Feitas estas considerações, passemos a analisar alguns dos crimes tipificados no Estatuto da Criança e do Adolescente:

Apreensão indevida de criança ou adolescente:

Art. 230. Privar a criança ou o adolescente de sua liberdade, procedendo à sua apreensão sem estar em flagrante de ato infracional ou inexistindo ordem escrita da autoridade judiciária competente:

Pena - detenção de seis meses a dois anos.

Parágrafo único. Incide na mesma pena aquele que procede à apreensão sem observância das formalidades legais.

Sabendo que o ECA permite a apreensão da criança ou adolescente apenas por determinação judicial ou em prisão em flagrante, a apreensão que se dá fora destes parâmetros configura o crime do art. 230 do ECA.

Trata-se de crime comum, pode ser cometido por qualquer pessoa, que se consuma com a restrição de liberdade da criança ou do adolescente (sujeitos passivos), desde que se verifique o dolo específico de restringir a liberdade fora das hipóteses legais (não se admite a modalidade culposa neste crime).

 Por esta análise, vê-se que o bem jurídico tutelado é a liberdade de locomoção do adolescente.

O crime tem pena máxima de 2 anos. No entanto, como vimos, não é mais aplicável o rito sumaríssimo da Lei dos Juizados a crimes cometidos contra crianças/adolescentes. 

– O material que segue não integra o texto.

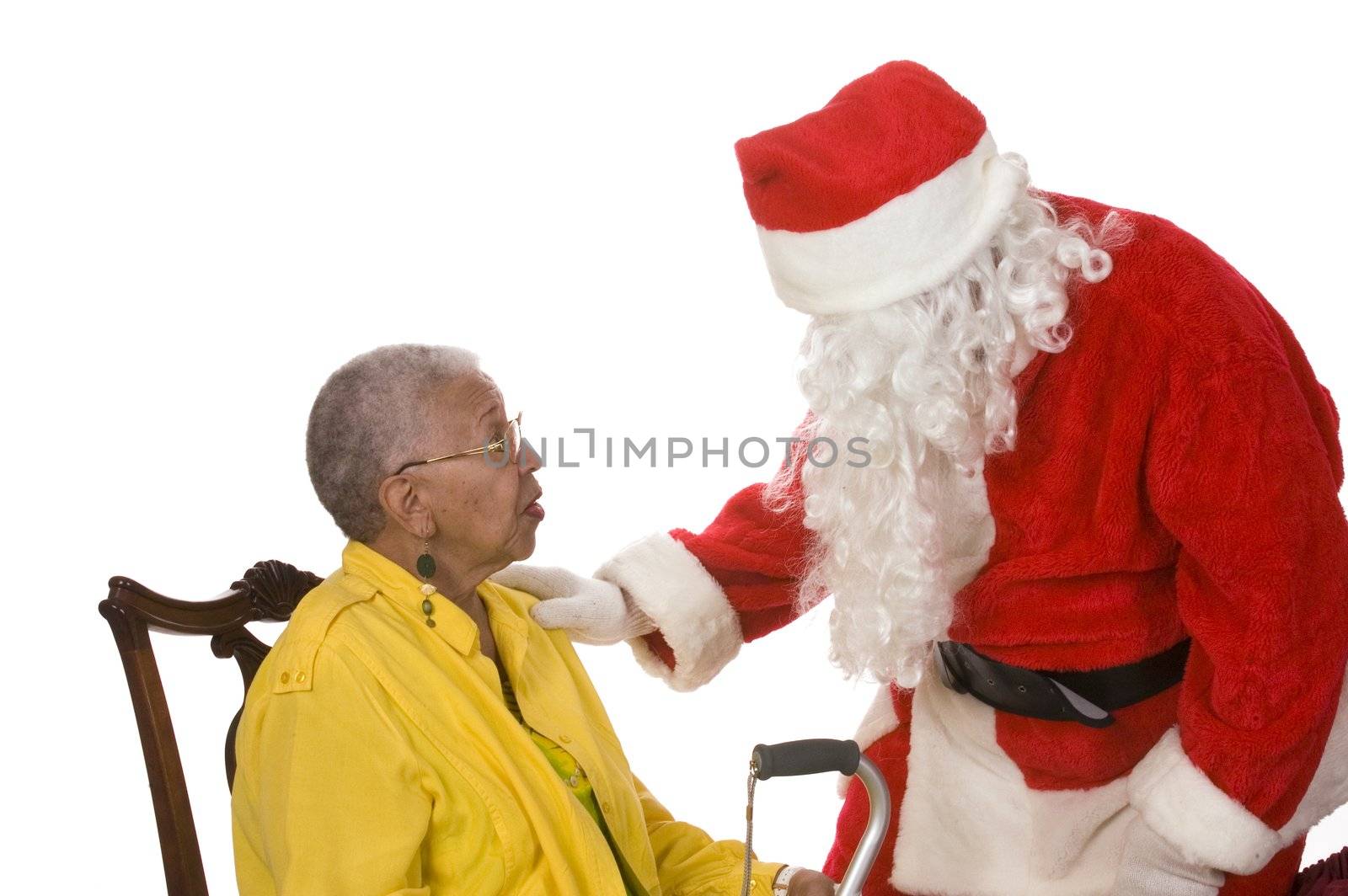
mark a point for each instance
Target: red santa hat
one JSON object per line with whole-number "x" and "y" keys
{"x": 885, "y": 193}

Do mesmo modo, podemos observar o artigo 231 do ECA:

Art. 231. Deixar a autoridade policial responsável pela apreensão de criança ou adolescente de fazer imediata comunicação à autoridade judiciária competente e à família do apreendido ou à pessoa por ele indicada:

Pena - detenção de seis meses a dois anos.

Neste caso, o crime é cometido pela autoridade policial responsável pela apreensão de criança ao adolescente (crime próprio só pode ser cometido por determinada pessoa), que dolosamente deixa de comunicar a apreensão ao juiz competente e à família do menor apreendido.

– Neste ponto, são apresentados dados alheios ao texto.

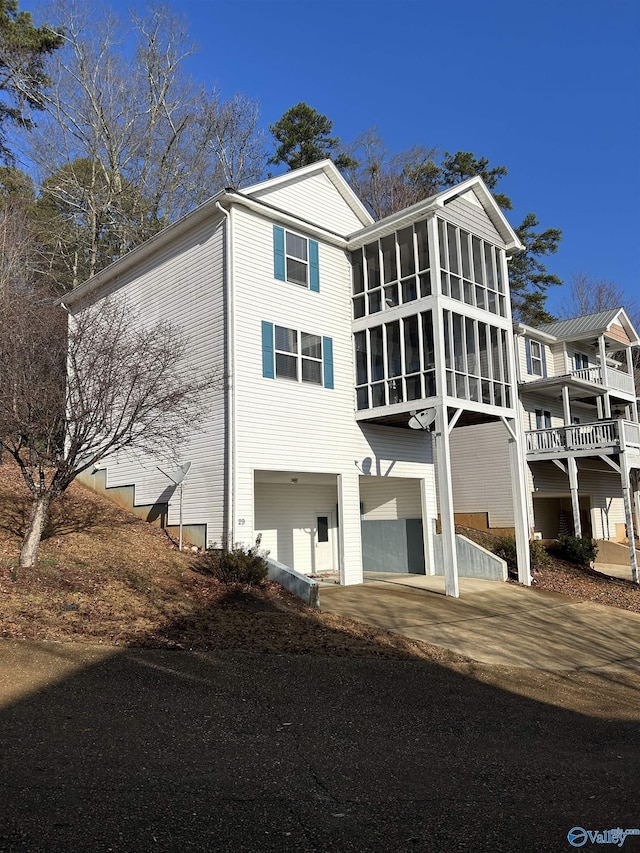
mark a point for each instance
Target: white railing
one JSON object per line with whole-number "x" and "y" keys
{"x": 588, "y": 374}
{"x": 617, "y": 380}
{"x": 595, "y": 436}
{"x": 631, "y": 433}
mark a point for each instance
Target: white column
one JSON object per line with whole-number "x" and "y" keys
{"x": 604, "y": 374}
{"x": 429, "y": 516}
{"x": 572, "y": 468}
{"x": 350, "y": 535}
{"x": 445, "y": 494}
{"x": 636, "y": 500}
{"x": 625, "y": 475}
{"x": 630, "y": 371}
{"x": 566, "y": 405}
{"x": 519, "y": 497}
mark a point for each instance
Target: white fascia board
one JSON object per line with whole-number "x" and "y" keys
{"x": 511, "y": 239}
{"x": 276, "y": 214}
{"x": 536, "y": 334}
{"x": 623, "y": 318}
{"x": 433, "y": 203}
{"x": 206, "y": 210}
{"x": 329, "y": 168}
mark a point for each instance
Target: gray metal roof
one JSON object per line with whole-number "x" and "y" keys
{"x": 588, "y": 324}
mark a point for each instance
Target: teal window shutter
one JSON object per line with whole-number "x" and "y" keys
{"x": 268, "y": 370}
{"x": 327, "y": 362}
{"x": 314, "y": 268}
{"x": 278, "y": 252}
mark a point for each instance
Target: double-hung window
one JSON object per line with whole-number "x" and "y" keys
{"x": 536, "y": 358}
{"x": 543, "y": 419}
{"x": 295, "y": 259}
{"x": 297, "y": 356}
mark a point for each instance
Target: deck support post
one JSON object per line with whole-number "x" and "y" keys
{"x": 445, "y": 493}
{"x": 519, "y": 498}
{"x": 625, "y": 474}
{"x": 572, "y": 468}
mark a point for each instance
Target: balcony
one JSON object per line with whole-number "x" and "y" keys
{"x": 617, "y": 380}
{"x": 583, "y": 439}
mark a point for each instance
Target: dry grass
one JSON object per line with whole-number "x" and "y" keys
{"x": 105, "y": 576}
{"x": 579, "y": 582}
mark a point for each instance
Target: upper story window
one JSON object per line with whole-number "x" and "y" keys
{"x": 295, "y": 259}
{"x": 296, "y": 355}
{"x": 391, "y": 271}
{"x": 395, "y": 362}
{"x": 476, "y": 360}
{"x": 536, "y": 358}
{"x": 471, "y": 269}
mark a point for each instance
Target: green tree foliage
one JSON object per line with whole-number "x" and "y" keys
{"x": 528, "y": 276}
{"x": 389, "y": 182}
{"x": 457, "y": 167}
{"x": 304, "y": 137}
{"x": 23, "y": 49}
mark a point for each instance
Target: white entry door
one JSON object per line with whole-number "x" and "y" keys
{"x": 323, "y": 544}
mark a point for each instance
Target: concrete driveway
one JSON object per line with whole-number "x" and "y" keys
{"x": 495, "y": 623}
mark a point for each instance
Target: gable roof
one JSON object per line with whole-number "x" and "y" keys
{"x": 474, "y": 185}
{"x": 325, "y": 168}
{"x": 598, "y": 323}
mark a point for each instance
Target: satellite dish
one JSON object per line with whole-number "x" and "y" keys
{"x": 423, "y": 419}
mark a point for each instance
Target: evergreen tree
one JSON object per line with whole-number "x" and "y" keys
{"x": 528, "y": 276}
{"x": 23, "y": 49}
{"x": 303, "y": 134}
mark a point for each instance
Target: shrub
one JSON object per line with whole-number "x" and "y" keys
{"x": 580, "y": 550}
{"x": 540, "y": 558}
{"x": 239, "y": 565}
{"x": 506, "y": 549}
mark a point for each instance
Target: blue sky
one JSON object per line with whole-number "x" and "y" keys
{"x": 548, "y": 88}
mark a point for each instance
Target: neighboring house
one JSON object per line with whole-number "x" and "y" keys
{"x": 332, "y": 331}
{"x": 580, "y": 421}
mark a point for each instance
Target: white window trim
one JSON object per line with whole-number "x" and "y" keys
{"x": 299, "y": 357}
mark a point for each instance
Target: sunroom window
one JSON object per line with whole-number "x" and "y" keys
{"x": 391, "y": 271}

Assim como no crime do art. 230, verifica-se a correspondência do crime ao descumprimento de formalidades e requisitos exigidos a respeito da apreensão de crianças e adolescentes.

Neste caso, tem-se que a apreensão se deu pelos requisitos legais (em flagrante ou por determinação judicial), mas não foi devidamente informada ao juiz ou à família do apreendido.

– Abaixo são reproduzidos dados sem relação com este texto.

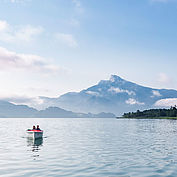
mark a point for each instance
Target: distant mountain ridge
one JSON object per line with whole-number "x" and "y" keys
{"x": 114, "y": 95}
{"x": 9, "y": 110}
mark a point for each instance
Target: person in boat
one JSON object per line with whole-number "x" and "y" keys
{"x": 38, "y": 127}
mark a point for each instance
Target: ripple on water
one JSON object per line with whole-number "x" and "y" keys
{"x": 89, "y": 147}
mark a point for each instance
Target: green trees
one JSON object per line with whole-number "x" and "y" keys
{"x": 172, "y": 112}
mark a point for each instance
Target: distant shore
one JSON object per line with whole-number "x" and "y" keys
{"x": 173, "y": 118}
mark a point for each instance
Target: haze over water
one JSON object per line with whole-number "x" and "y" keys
{"x": 89, "y": 147}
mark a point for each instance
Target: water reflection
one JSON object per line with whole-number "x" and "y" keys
{"x": 35, "y": 145}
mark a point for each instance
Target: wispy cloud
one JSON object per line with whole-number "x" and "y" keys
{"x": 166, "y": 102}
{"x": 78, "y": 6}
{"x": 13, "y": 60}
{"x": 67, "y": 39}
{"x": 163, "y": 78}
{"x": 24, "y": 100}
{"x": 162, "y": 1}
{"x": 132, "y": 101}
{"x": 16, "y": 34}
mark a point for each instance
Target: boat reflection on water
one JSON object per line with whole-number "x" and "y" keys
{"x": 35, "y": 145}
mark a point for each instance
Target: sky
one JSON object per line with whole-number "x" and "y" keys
{"x": 50, "y": 47}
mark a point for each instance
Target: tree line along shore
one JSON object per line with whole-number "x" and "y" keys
{"x": 153, "y": 114}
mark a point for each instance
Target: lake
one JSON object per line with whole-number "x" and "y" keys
{"x": 89, "y": 148}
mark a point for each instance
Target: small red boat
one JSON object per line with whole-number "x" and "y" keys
{"x": 35, "y": 133}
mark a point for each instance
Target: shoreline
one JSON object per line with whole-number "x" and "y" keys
{"x": 169, "y": 118}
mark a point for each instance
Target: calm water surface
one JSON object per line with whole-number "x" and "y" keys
{"x": 89, "y": 148}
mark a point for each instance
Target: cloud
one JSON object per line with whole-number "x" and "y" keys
{"x": 155, "y": 93}
{"x": 24, "y": 100}
{"x": 12, "y": 60}
{"x": 132, "y": 101}
{"x": 118, "y": 90}
{"x": 67, "y": 39}
{"x": 16, "y": 34}
{"x": 166, "y": 102}
{"x": 78, "y": 6}
{"x": 163, "y": 78}
{"x": 159, "y": 1}
{"x": 93, "y": 93}
{"x": 3, "y": 25}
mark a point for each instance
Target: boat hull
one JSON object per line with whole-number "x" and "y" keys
{"x": 35, "y": 134}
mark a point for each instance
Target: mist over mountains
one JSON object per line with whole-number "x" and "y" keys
{"x": 105, "y": 99}
{"x": 9, "y": 110}
{"x": 115, "y": 95}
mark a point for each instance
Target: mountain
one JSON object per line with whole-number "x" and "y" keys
{"x": 9, "y": 110}
{"x": 114, "y": 95}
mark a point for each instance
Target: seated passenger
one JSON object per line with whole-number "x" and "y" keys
{"x": 38, "y": 127}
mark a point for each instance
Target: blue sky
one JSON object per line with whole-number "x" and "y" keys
{"x": 50, "y": 47}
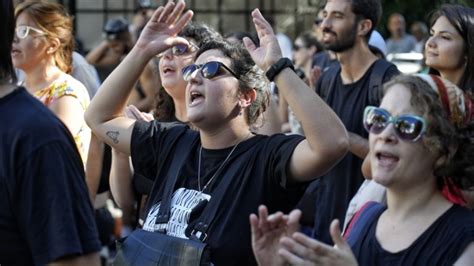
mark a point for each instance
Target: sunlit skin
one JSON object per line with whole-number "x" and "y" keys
{"x": 218, "y": 98}
{"x": 170, "y": 73}
{"x": 392, "y": 159}
{"x": 337, "y": 32}
{"x": 303, "y": 55}
{"x": 30, "y": 53}
{"x": 445, "y": 50}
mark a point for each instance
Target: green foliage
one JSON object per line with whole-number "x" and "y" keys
{"x": 413, "y": 10}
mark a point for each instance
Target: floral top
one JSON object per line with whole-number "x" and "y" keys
{"x": 66, "y": 85}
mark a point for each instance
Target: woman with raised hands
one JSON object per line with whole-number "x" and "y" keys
{"x": 421, "y": 132}
{"x": 223, "y": 163}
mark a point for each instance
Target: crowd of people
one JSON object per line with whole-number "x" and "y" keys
{"x": 191, "y": 148}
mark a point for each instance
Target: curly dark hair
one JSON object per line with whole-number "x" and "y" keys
{"x": 442, "y": 136}
{"x": 249, "y": 74}
{"x": 462, "y": 18}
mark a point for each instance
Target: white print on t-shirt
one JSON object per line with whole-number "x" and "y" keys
{"x": 182, "y": 203}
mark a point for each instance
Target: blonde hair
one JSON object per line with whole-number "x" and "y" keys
{"x": 53, "y": 19}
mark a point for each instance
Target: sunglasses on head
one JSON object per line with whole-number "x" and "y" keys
{"x": 181, "y": 49}
{"x": 407, "y": 127}
{"x": 22, "y": 31}
{"x": 208, "y": 70}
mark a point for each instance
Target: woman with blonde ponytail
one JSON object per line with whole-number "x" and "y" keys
{"x": 42, "y": 48}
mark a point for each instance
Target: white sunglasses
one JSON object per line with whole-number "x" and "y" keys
{"x": 22, "y": 31}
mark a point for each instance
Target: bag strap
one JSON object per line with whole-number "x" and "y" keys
{"x": 361, "y": 219}
{"x": 179, "y": 157}
{"x": 199, "y": 232}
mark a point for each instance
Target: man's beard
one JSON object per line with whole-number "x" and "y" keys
{"x": 344, "y": 43}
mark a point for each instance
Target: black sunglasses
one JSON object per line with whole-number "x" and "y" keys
{"x": 317, "y": 21}
{"x": 407, "y": 127}
{"x": 181, "y": 49}
{"x": 298, "y": 47}
{"x": 208, "y": 70}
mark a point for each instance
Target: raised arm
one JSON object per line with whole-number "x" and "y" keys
{"x": 104, "y": 114}
{"x": 326, "y": 138}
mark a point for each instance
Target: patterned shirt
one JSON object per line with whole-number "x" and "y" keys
{"x": 66, "y": 85}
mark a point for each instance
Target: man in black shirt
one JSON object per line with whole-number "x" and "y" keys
{"x": 347, "y": 88}
{"x": 45, "y": 212}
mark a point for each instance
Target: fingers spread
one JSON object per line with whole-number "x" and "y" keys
{"x": 156, "y": 15}
{"x": 166, "y": 12}
{"x": 183, "y": 21}
{"x": 176, "y": 13}
{"x": 290, "y": 258}
{"x": 249, "y": 44}
{"x": 336, "y": 236}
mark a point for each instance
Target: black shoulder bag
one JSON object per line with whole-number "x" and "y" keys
{"x": 156, "y": 248}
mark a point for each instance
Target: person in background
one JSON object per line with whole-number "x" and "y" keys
{"x": 304, "y": 48}
{"x": 419, "y": 30}
{"x": 348, "y": 88}
{"x": 449, "y": 50}
{"x": 417, "y": 137}
{"x": 225, "y": 95}
{"x": 447, "y": 55}
{"x": 323, "y": 58}
{"x": 400, "y": 41}
{"x": 46, "y": 215}
{"x": 42, "y": 49}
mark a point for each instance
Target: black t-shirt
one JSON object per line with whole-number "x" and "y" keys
{"x": 257, "y": 168}
{"x": 45, "y": 211}
{"x": 334, "y": 190}
{"x": 441, "y": 244}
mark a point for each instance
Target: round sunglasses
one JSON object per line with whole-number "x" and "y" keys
{"x": 22, "y": 31}
{"x": 407, "y": 127}
{"x": 208, "y": 70}
{"x": 181, "y": 49}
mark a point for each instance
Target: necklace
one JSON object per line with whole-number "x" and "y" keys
{"x": 218, "y": 169}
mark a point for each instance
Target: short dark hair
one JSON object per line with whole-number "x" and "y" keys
{"x": 462, "y": 18}
{"x": 249, "y": 74}
{"x": 309, "y": 39}
{"x": 368, "y": 9}
{"x": 7, "y": 30}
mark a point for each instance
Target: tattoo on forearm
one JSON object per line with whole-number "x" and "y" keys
{"x": 113, "y": 135}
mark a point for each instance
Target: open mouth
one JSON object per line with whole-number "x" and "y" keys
{"x": 386, "y": 158}
{"x": 195, "y": 96}
{"x": 168, "y": 69}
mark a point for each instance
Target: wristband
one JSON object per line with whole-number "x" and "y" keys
{"x": 276, "y": 68}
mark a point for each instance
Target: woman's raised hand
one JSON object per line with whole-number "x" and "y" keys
{"x": 269, "y": 51}
{"x": 163, "y": 27}
{"x": 267, "y": 231}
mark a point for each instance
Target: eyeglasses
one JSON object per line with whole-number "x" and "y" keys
{"x": 208, "y": 70}
{"x": 298, "y": 47}
{"x": 407, "y": 127}
{"x": 317, "y": 21}
{"x": 181, "y": 49}
{"x": 22, "y": 31}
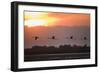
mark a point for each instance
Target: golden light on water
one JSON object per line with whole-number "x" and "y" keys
{"x": 33, "y": 19}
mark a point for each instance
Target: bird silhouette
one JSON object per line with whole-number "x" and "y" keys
{"x": 36, "y": 38}
{"x": 85, "y": 38}
{"x": 53, "y": 38}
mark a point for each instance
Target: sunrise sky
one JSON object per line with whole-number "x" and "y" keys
{"x": 56, "y": 19}
{"x": 61, "y": 25}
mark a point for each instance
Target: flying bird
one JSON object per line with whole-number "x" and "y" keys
{"x": 36, "y": 38}
{"x": 71, "y": 37}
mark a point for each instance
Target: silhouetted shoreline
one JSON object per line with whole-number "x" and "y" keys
{"x": 40, "y": 53}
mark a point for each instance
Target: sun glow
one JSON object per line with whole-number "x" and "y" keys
{"x": 32, "y": 19}
{"x": 31, "y": 23}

Trata-se de crime de menor potencial lesivo, cuja apuração segue o rito sumaríssimo.

Consuma-se com o mero ato de deixar de informar a apreensão ao juiz ou à família do apreendido, de modo que é crime formal (não é necessário comprovar resultado naturalístico ou prejuízo para que se configure) e não admite tentativa.

Manutenção indevida da apreensão

Art. 234. Deixar a autoridade competente, sem justa causa, de ordenar a imediata liberação de criança ou adolescente, tão logo tenha conhecimento da ilegalidade da apreensão:

Pena - detenção de seis meses a dois anos.

Este também é um crime próprio, que só pode ser cometido pela autoridade competente para a liberação da criança ou do adolescente, notadamente o juiz ou a autoridade policial.

O crime é formal e se consuma com o mero ato da autoridade de manter a apreensão da criança ou adolescente, a partir do momento em que tem conhecimento da ilegalidade da medida, com dolo específico de restringir sua liberdade (não se admite a figura culposa neste caso).

O crime tem pena máxima de 2 anos. No entanto, como vimos, não é mais aplicável o rito sumaríssimo da Lei dos Juizados a crimes cometidos contra crianças/adolescentes.